Lifting the lid on reputation laundering through philanthropy

Back in 2020, ACDC began compiling a database of donations by post-Soviet oligarchs to leading charitable institutions in the United States. Our findings, though incomplete due to the limited information available, were surprising.

Between them over twenty years, seven oligarchs connected to interference in U.S. politics had donated around $400 million to more than 200 of the most prestigious nonprofit institutions in the U.S.. The list of recipients covers the gauntlet: from prestigious think tanks like the Brookings Institution and the Council on Foreign Relations, to world-renowned universities such as Harvard and the University of Southern California, to cultural icons such as the New York’s Museum of Modern Art (MOMA) and the Kennedy Center in Washington D.C.

When we first published these findings in Foreign Policy in October 2020, the reaction was honestly fairly muted. But, in the wake of Russia’s illegal and unprovoked invasion of Ukraine, the entire issue of oligarchs’ influence in the U.S. and elsewhere has taken on new significance. In the past few months, more than a dozen media outlets have used our data in their reporting and, in the new climate sparked by the war in Ukraine, journalists are boldly naming names.

(Click here for a list of reporting using our data analysis)

The database contains a list of around 150 of Russia’s wealthiest people, to which we’ve added legal entities such as charities, foundations and corporations controlled by the same individuals. As well as journalists, it is also available to nonprofit organizations interested in using it for due diligence on prospective givers.

As we recently explained to the Donor Search podcast, nonprofits need to be aware of the objectives of oligarchic philanthropic donors.

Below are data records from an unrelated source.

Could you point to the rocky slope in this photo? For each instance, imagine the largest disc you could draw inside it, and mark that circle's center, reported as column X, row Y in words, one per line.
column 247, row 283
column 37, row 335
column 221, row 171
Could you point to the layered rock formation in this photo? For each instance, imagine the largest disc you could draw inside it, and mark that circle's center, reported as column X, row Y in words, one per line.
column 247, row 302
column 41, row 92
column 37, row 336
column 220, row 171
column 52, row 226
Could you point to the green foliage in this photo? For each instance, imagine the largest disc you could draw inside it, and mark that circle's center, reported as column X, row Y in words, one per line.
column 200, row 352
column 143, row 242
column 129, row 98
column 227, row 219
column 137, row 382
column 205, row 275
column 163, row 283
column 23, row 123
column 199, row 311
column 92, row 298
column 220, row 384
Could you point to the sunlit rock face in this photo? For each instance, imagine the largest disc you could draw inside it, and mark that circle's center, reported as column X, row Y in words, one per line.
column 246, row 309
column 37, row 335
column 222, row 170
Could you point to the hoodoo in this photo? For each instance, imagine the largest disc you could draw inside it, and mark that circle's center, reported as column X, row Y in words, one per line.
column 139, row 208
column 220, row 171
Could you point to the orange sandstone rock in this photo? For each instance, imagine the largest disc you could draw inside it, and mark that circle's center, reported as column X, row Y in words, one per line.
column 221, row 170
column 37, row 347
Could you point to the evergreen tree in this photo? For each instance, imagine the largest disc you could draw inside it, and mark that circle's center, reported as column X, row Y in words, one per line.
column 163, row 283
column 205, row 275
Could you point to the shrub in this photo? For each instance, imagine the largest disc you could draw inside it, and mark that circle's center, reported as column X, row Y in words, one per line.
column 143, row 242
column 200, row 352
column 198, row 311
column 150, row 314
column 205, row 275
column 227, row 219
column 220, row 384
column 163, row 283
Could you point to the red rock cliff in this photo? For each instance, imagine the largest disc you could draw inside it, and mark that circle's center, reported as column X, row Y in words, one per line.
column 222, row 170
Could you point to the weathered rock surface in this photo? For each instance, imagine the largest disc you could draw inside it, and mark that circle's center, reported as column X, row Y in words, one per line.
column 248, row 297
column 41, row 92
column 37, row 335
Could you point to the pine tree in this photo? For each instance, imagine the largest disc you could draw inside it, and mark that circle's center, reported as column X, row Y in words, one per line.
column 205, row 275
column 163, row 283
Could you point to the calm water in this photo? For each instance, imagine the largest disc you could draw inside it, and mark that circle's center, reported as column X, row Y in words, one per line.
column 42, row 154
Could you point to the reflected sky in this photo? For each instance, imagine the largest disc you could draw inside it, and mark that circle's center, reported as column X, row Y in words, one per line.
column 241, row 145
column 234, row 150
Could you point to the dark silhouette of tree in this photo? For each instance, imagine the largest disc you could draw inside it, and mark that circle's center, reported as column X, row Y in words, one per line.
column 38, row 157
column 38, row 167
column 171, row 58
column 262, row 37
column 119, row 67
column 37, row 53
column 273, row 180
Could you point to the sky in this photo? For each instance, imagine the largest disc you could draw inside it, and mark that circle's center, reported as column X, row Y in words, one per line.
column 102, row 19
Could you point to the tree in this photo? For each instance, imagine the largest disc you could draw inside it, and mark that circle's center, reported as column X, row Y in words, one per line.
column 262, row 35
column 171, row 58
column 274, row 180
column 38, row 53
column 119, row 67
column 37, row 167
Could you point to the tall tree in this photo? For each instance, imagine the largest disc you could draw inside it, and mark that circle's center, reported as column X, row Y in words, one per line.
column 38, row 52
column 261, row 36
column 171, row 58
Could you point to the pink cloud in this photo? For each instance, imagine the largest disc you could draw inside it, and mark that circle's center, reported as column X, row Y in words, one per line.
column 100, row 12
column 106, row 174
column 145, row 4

In addition to bringing oligarchs into contact with the influential and powerful, philanthropy makes it easier to suppress critical news and scrutiny: threats of legal action for unfavorable coverage carry more weight when the plaintiff can claim to be an upstanding member of society. In that sense, reputation laundering is a press freedom issue, and nonprofits can be used as a pawn in a bigger game. Especially for larger institutions, accepting donations from controversial figures sets a precedent that greatly influences smaller institutions with fewer resources to run their own checks.

There are three key things that nonprofits can do to limit their exposure to oligarchic reputation laundering:

  1. Ensure that development teams are aware of how donations and associated access may be instrumentalized for malign purposes.
  2. Conduct the fullest due diligence on new donors possible, bearing in mind that new information may have come to light since previous donations to other institutions.
  3. Respond proactively when new information about donors comes to light. This can include severing ties, reviewing due diligence practices and contributing to compensation of victims.

We’ve recently discussed our findings with U.S. government officials and legislators. In those conversations, we’ve stressed the need for transparency solutions that don’t put additional regulatory burden on donors, but rather make the government responsible for collecting information about large gifts from foreign individuals, as they already do in higher education.